"What is a 1099-C?" is the question taxpayers will be asking as these forms arrive in their mailboxes this year. If you received one of these forms, you may be confused. "Why did I get this? What does it mean?" You are probably starting to search online to learn more and that's what brought you here.
What is a 1099-C?
A 1099-C reports Cancellation of Debt Income (CODI). A lender is supposed to file a 1099-C form if it "cancels" $600 or more in debt. You must include the amount of cancelled debt in your gross income for that taxable year. It files a copy with the IRS and is required to send a copy to the taxpayer as well. Four common reasons for filing a 1099-C are:
- You negotiated a settlement to pay a debt for less than the amount you owed and the creditor forgave the rest;
- You owned a home that went into foreclosure and there was a deficiency (a difference between the home's value and what you owed on it) which was either forgiven or remains unpaid;
- You sold a home in a "short sale" where the lender agreed to accept less than the full balance due; or
- You did not pay anything on a debt for at least three years and there has been no significant collection activity for the past 12 months.

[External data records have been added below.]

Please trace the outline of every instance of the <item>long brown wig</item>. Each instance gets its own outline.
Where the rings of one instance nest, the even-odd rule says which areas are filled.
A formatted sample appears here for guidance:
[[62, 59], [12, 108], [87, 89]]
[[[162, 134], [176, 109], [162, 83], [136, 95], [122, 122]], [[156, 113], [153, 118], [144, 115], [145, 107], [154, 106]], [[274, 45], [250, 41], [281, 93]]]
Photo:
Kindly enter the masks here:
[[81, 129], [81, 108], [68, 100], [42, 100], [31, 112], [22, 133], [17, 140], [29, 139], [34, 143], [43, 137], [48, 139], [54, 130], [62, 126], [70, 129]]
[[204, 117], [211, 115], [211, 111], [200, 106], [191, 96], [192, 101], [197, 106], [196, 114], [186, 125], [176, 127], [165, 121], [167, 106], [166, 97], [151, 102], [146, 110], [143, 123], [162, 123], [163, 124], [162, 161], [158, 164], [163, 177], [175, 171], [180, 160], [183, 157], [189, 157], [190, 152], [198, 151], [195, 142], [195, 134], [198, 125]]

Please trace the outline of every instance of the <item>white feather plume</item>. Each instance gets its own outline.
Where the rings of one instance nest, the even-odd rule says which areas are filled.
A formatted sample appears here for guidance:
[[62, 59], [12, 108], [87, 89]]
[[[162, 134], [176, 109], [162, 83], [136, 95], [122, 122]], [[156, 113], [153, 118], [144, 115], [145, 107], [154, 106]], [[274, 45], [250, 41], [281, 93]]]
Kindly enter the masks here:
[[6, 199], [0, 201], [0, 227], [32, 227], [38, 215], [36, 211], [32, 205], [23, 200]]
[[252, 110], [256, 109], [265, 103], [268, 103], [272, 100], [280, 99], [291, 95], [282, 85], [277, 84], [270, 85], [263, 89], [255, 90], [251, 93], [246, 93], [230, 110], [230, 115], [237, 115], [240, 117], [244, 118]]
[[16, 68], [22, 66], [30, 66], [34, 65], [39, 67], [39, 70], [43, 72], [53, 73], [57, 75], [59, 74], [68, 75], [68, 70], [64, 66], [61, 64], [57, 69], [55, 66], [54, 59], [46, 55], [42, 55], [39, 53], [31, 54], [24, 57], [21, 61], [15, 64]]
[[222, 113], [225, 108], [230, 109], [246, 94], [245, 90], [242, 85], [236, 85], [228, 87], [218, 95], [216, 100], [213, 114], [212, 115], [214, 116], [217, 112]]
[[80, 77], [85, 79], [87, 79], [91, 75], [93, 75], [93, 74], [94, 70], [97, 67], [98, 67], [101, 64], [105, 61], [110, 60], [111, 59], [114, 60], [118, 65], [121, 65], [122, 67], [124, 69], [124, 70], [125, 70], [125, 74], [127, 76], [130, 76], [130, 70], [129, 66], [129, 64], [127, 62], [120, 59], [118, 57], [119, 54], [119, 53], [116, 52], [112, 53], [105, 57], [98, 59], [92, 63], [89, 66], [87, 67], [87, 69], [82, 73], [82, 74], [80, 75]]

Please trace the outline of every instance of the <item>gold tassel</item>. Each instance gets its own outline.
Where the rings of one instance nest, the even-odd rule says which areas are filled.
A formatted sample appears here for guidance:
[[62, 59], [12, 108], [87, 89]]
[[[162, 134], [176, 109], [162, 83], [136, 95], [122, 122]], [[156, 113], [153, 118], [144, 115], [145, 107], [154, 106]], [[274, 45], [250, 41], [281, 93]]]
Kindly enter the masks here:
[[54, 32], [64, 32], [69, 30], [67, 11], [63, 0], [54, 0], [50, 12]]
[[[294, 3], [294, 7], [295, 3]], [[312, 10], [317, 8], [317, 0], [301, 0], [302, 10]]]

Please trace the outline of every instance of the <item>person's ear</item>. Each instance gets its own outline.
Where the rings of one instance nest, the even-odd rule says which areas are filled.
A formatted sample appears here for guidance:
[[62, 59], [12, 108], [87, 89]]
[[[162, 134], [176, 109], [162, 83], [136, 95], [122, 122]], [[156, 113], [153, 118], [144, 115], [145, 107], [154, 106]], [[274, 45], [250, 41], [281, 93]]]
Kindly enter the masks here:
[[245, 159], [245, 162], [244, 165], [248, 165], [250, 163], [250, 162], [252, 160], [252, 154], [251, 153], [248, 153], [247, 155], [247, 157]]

Can you avoid paying taxes on the forgiven debt?
Determine whether you can avoid or reduce the amount of cancelled debt on which you have to pay taxes due to one of the following exceptions or exclusions:
Canceled Debt that Qualifies for Exclusion from Gross Income:
- Cancellation of qualified principal residence indebtedness
- Debt canceled in a Title 11 bankruptcy case
- Debt canceled due to insolvency
- Cancellation of qualified farm indebtedness
- Cancellation of qualified real property business indebtedness
Canceled Debt that Qualifies for Exception to Inclusion in Gross Income:
- Amounts specifically excluded from income by law such as gifts or bequests
- Cancellation of certain qualified student loans
- Canceled debt that if paid by a cash basis taxpayer is otherwise deductible
- A qualified purchase price reduction given by a seller
If you qualify for an exception or exclusion, complete
IRS Form 982 to challenge liability under the 1099C.